Systems and methods herein generally relate to processing images and more particularly to rendering images to lower bits per pixel formats using reduced numbers of registers.
In systems that convert higher-bit size image data to reduced-bit size image data (so as to allow the image data to be more easily processed) a higher-bit pixel is compared to a threshold value (or threshold values) and, depending upon the relationship of the value of the higher-bit pixel, a reduced bit size data value is generated. For example, if the possible pixel value of the higher-bit image data has a value between 0 and 255, the threshold value may be 128. A pixel value of the higher-bit image data that is equal to or greater than 128 would generate a binary value of 1 (representing a gray scale value of 255) and a pixel value of the higher-bit image data that is equal to or less than 128 would generate a binary value of 0 (representing a gray scale value of 0). In each instance, there would be a difference between the original higher-bit pixel and the converted value, and this difference is referred to as the “error” of the conversion process.
In a conversion process that utilizes error diffusion, this error can be diffused (scattered or propagated) to neighboring pixels. In some systems, the error may be conventionally propagated to the next pixel in the scanline and to adjacent pixels in the next scanline. Moreover, in error diffusion processes, the error is weighted such that an adjacent pixel does not necessarily receive all the error, but only a portion thereof.
Such error diffusion is used in many of today's digital imaging products to render higher-bit contone images to a print-ready lower-bit format. The wide acceptance of error diffusion is mainly due to the inherent rendering properties, which provide favorable print image quality without generating artifacts (i.e. moire’, etc.). Moreover, error diffusion provides a good compromise when processing documents with “mixed” content, since it faithfully preserves the image density of photographs, while at the same time rendering text, line-art, and graphics with acceptable print quality.
One drawback of error diffusion, however, is the computational cost of processing images for high-speed applications due to the serial nature of the algorithm. The error diffusion processing node is usually the system-level bottleneck. This is especially true in a software image-path (SWIP) environment (as opposed to the traditional hardware-based FPGA/ASIC devices), where developing high-speed (software-based) image-processing nodes is used to providing a flexible and viable solution.

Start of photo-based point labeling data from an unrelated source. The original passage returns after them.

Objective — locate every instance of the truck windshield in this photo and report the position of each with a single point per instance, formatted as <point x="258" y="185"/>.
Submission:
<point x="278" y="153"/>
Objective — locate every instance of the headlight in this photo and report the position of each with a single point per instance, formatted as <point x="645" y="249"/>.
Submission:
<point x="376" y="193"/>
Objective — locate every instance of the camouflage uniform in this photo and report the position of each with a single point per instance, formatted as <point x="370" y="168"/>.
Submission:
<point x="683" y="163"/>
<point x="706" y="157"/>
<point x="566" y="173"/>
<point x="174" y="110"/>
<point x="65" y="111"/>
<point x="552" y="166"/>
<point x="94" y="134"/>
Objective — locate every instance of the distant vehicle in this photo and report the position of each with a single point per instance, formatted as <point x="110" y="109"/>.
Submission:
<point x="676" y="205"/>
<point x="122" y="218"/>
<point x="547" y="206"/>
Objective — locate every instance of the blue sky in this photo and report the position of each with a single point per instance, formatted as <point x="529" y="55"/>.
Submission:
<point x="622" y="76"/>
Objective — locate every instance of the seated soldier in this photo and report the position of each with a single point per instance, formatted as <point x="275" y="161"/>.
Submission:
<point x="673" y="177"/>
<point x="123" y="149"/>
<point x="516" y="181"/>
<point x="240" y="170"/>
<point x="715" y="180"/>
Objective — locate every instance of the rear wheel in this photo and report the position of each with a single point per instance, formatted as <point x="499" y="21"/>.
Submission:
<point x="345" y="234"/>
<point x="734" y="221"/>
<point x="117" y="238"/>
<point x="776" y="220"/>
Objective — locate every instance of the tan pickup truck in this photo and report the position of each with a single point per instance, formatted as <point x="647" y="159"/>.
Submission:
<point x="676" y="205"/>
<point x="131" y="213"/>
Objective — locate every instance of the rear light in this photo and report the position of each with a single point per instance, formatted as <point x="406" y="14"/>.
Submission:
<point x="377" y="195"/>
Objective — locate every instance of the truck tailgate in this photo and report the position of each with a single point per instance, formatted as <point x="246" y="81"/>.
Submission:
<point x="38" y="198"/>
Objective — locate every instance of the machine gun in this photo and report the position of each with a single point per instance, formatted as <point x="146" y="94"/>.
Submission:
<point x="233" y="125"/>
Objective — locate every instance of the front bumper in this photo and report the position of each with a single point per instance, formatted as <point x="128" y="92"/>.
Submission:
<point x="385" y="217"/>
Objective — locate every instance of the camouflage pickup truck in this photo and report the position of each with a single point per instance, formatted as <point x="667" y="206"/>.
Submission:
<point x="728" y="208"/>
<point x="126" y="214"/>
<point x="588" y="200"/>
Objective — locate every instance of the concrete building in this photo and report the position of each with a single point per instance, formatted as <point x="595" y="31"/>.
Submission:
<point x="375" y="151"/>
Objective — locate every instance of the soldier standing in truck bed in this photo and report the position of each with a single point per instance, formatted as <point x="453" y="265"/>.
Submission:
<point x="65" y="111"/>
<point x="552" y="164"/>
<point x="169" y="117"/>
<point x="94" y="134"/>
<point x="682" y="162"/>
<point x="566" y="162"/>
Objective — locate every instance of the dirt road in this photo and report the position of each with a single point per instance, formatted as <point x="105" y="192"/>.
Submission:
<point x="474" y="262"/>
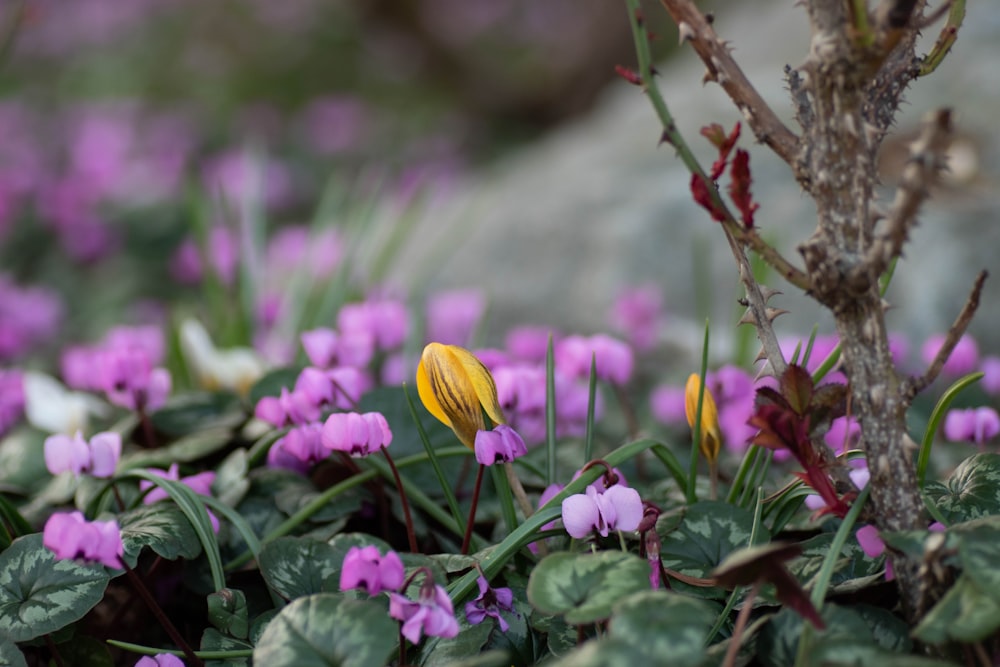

Various multi-threaded and data parallel techniques accelerate the overall processing speed of images processed via error diffusion. For example, images can be partitioned and sequentially processed via error diffusion one raster or scanline at a time using several concurrent threads in a time-multiplexed fashion, but this requires careful scheduling of the start of each raster relative to the other, to eliminate inter-scanline boundary artifacts. Likewise, other techniques attempt to apply data parallelism on a “tile-to-tile” or “inter-raster” basis in order to improve the overall throughput rate, but these solutions tend to produce low-frequency image artifacts around the periphery of the segmented borders due to the inability to properly distribute the error from one image segment to the next.